AT times I've tried to keep track of how many killings there have been here, but I lost count around 1995. Could I have been to twenty of these murder scenes -- or more? After February 13, I asked my neighbors how many deaths they recalled, and they had no idea either; some guessed wildly at fifty, which I understand, because it feels like fifty. Violence can addle the mind. There have been many nonfatal shootings, too, and sometimes the victims don't die until much later -- and we don't hear about it. Was it a death, or merely a flesh wound? We don't always know.

So it is surprisingly hard to remember a simple number: How many people have been killed in my neighborhood? According to the police, Service Area 109, which includes my house, has had thirty murders since 1992 -- an average of 3.8 homicides a year, or about one every three months. Additionally, police officers have shot and killed three alleged assailants in this area. These numbers can seem modest or horrifying, depending on what one considers "normal" or expects from a neighborhood like mine.

I also remember many killings before 1992 and others a block or two away that were not in Police Service Area 109. There could indeed be fifty murders weighing on my thoughts, and maybe a few more.

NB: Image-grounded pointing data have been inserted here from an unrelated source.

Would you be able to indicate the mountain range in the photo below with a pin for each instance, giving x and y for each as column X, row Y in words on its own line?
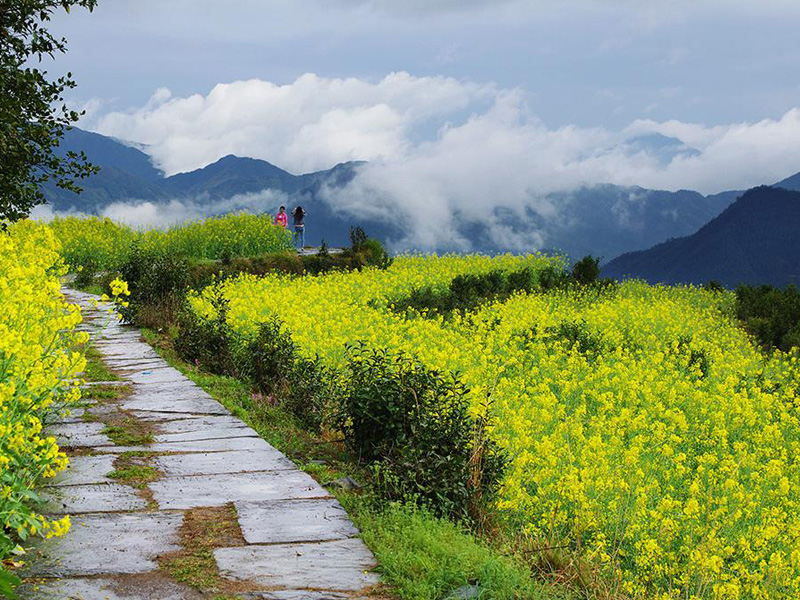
column 755, row 240
column 603, row 220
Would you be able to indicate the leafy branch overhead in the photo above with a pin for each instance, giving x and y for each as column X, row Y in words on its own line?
column 33, row 113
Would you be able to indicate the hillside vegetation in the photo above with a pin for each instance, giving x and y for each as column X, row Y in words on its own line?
column 634, row 436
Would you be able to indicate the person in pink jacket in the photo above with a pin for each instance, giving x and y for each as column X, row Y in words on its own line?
column 282, row 218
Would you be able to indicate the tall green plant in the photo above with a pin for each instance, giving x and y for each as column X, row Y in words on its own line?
column 33, row 116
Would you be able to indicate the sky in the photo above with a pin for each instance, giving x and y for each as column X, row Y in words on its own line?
column 474, row 103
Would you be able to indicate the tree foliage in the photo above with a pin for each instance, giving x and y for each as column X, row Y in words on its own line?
column 33, row 115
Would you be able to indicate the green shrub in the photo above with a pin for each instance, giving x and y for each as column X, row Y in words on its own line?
column 157, row 283
column 207, row 343
column 413, row 425
column 586, row 271
column 771, row 315
column 467, row 292
column 577, row 334
column 427, row 558
column 270, row 361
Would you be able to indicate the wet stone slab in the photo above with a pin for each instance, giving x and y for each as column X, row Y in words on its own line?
column 104, row 544
column 160, row 375
column 124, row 364
column 212, row 445
column 211, row 433
column 179, row 465
column 84, row 470
column 297, row 595
column 79, row 434
column 195, row 424
column 341, row 566
column 289, row 521
column 216, row 490
column 127, row 587
column 184, row 398
column 103, row 497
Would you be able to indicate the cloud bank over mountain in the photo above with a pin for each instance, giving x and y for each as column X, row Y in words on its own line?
column 442, row 150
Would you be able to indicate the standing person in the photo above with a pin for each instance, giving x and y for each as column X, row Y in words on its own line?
column 298, row 214
column 281, row 218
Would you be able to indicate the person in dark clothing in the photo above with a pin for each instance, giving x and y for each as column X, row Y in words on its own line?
column 298, row 214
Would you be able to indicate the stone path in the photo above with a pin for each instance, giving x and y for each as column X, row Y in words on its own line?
column 295, row 540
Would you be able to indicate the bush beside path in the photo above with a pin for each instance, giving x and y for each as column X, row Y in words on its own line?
column 173, row 497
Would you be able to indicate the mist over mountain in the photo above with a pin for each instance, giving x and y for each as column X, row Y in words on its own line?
column 603, row 220
column 755, row 240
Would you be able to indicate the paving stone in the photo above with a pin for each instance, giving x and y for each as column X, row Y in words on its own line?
column 341, row 566
column 98, row 450
column 153, row 586
column 212, row 445
column 162, row 417
column 193, row 423
column 185, row 398
column 79, row 434
column 71, row 415
column 128, row 351
column 179, row 465
column 157, row 375
column 216, row 490
column 123, row 364
column 86, row 469
column 297, row 595
column 224, row 433
column 103, row 544
column 288, row 521
column 203, row 428
column 103, row 497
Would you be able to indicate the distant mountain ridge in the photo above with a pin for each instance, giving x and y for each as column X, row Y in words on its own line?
column 755, row 240
column 602, row 220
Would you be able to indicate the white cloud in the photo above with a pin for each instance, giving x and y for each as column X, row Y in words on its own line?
column 440, row 149
column 309, row 124
column 147, row 215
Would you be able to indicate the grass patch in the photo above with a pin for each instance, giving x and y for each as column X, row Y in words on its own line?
column 427, row 558
column 128, row 432
column 423, row 557
column 96, row 370
column 203, row 530
column 135, row 475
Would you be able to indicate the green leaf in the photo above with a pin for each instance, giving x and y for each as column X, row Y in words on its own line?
column 8, row 582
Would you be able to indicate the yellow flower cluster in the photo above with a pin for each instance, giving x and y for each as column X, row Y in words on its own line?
column 657, row 441
column 92, row 242
column 100, row 243
column 39, row 364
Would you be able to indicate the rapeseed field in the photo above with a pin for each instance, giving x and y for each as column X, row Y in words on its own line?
column 646, row 432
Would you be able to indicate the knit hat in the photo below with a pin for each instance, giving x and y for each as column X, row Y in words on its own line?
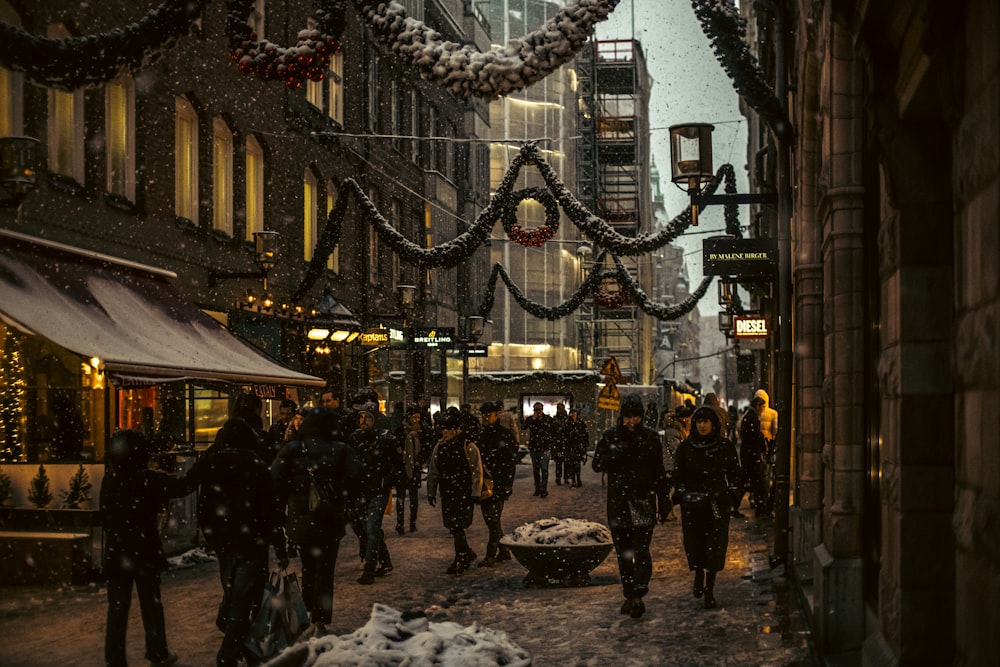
column 632, row 407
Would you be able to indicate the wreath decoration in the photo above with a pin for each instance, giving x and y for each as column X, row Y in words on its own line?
column 308, row 59
column 611, row 299
column 532, row 238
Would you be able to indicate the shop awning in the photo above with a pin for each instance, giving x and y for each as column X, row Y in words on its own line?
column 126, row 314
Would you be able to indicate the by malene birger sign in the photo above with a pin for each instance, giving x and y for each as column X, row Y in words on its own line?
column 726, row 256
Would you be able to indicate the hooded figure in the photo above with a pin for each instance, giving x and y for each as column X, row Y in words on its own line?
column 632, row 457
column 707, row 478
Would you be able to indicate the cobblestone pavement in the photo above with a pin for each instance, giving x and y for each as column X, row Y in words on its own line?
column 758, row 621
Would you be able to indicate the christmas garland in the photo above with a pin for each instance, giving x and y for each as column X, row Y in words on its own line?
column 77, row 62
column 308, row 59
column 533, row 238
column 726, row 31
column 468, row 72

PSA 109, which is like a police precinct, extends eleven blocks from the Eastern Market, where vendors sell farm-fresh vegetables, homemade sausages, and great salty Virginia hams, to the D.C. jail, where many young men of my neighborhood have passed time. It also covers the sociological distance between Washington's main demographic poles, the Eastern Market end being primarily white and the D.C. jail end being primarily black. Most of our thirty murders have occurred on the jail end of this territory, and by my count only four of the victims, one of them a police officer named Jason White, were white.

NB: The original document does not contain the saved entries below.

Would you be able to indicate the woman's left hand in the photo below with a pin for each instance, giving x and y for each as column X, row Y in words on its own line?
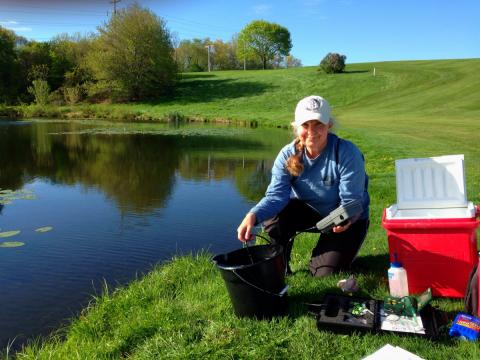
column 341, row 228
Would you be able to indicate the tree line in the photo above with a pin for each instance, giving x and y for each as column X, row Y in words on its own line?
column 132, row 57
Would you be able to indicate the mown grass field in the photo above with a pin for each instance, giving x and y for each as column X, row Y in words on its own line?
column 181, row 310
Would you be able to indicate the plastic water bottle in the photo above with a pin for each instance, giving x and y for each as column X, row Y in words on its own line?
column 397, row 279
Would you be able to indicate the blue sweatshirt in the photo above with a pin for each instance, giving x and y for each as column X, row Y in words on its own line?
column 336, row 177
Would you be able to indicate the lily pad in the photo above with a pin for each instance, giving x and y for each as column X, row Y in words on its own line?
column 44, row 229
column 11, row 244
column 9, row 233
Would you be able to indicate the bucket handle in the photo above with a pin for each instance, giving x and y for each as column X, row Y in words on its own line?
column 280, row 294
column 261, row 237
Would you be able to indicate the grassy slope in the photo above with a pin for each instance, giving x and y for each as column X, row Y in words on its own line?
column 182, row 310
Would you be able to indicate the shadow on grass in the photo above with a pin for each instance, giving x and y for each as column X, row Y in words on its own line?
column 215, row 89
column 373, row 264
column 195, row 76
column 356, row 71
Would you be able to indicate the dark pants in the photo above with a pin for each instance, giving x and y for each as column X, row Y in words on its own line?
column 333, row 252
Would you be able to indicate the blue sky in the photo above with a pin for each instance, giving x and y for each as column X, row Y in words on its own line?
column 363, row 30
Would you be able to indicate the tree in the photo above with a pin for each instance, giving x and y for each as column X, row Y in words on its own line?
column 192, row 55
column 135, row 52
column 8, row 68
column 292, row 61
column 333, row 63
column 263, row 40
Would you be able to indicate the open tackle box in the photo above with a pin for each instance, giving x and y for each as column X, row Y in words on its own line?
column 346, row 314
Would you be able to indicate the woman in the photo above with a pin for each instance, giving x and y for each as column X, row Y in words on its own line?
column 312, row 176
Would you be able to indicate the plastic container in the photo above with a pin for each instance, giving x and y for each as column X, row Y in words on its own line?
column 397, row 280
column 255, row 280
column 432, row 227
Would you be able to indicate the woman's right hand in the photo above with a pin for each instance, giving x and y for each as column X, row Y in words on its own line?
column 244, row 230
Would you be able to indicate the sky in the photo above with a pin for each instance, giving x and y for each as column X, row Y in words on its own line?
column 363, row 30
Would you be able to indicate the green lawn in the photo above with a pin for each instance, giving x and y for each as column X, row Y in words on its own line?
column 182, row 311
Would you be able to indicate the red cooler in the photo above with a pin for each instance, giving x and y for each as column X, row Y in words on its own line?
column 432, row 227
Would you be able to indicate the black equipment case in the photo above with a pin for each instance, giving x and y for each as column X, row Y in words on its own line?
column 334, row 313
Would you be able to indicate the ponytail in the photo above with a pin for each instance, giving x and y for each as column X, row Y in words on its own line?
column 294, row 164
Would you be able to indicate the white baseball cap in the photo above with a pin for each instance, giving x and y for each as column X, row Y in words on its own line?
column 312, row 108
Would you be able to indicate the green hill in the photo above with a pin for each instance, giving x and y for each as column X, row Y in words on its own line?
column 441, row 89
column 181, row 310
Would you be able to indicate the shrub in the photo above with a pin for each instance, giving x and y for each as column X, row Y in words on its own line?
column 40, row 91
column 333, row 63
column 72, row 95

There is a disturbing detail, a signal marker on our descent into chaos: eighteen of those thirty murders are still unsolved. This is one important way in which my neighborhood is unlike Littleton, Colorado. Around the time of Littleton people kept talking about "closure" -- the ubiquitous word in the aftermath of bombings, air crashes, and massacres. Rational people are supposed to seek closure. But the ghosts of eighteen unsolved murders here in our neighborhood make it impossible to put our sorrow to rest.

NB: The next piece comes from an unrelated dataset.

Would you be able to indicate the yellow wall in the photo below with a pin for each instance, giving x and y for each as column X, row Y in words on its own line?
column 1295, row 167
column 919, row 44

Of the thirty murders in PSA 109 that the police list, five are "closed," because the prime suspects were themselves murdered, though the police won't officially say who those prime suspects were. So our murders sometimes in effect "solve" other murders, which some people might find encouraging, but we may not hear about it. And it is still likely that if you are gunned down, stabbed, or garroted in PSA 109, your killer will get away with it. We live with an open invitation to kill, and it governs much more of our behavior than we like to admit.

Witnesses to crimes rarely admit to having seen anything, because they fear retaliation. They are afraid to dial 911 because they don't want a police cruiser pulling up in front of the house, identifying the caller. According to the lore of the streets, that can be a fatal mistake. Some say they trust in the Lord to exact justice, not the police and the courts. Some believe that the violence is a signal that the Second Coming is at hand.

Teenagers and young adults frequently cite the unsolved homicides as a sort of official measure of their own worth or lack thereof. They reason that if they get murdered, nothing will happen to their murderers -- therefore they must not count for much. "Nobody cares about us," the young people say, which is not good. When young people believe that nobody cares, they may become more reckless. A few act out their rage on the corner. But after the pop-pop-popping somebody does care -- it's obvious, if too late.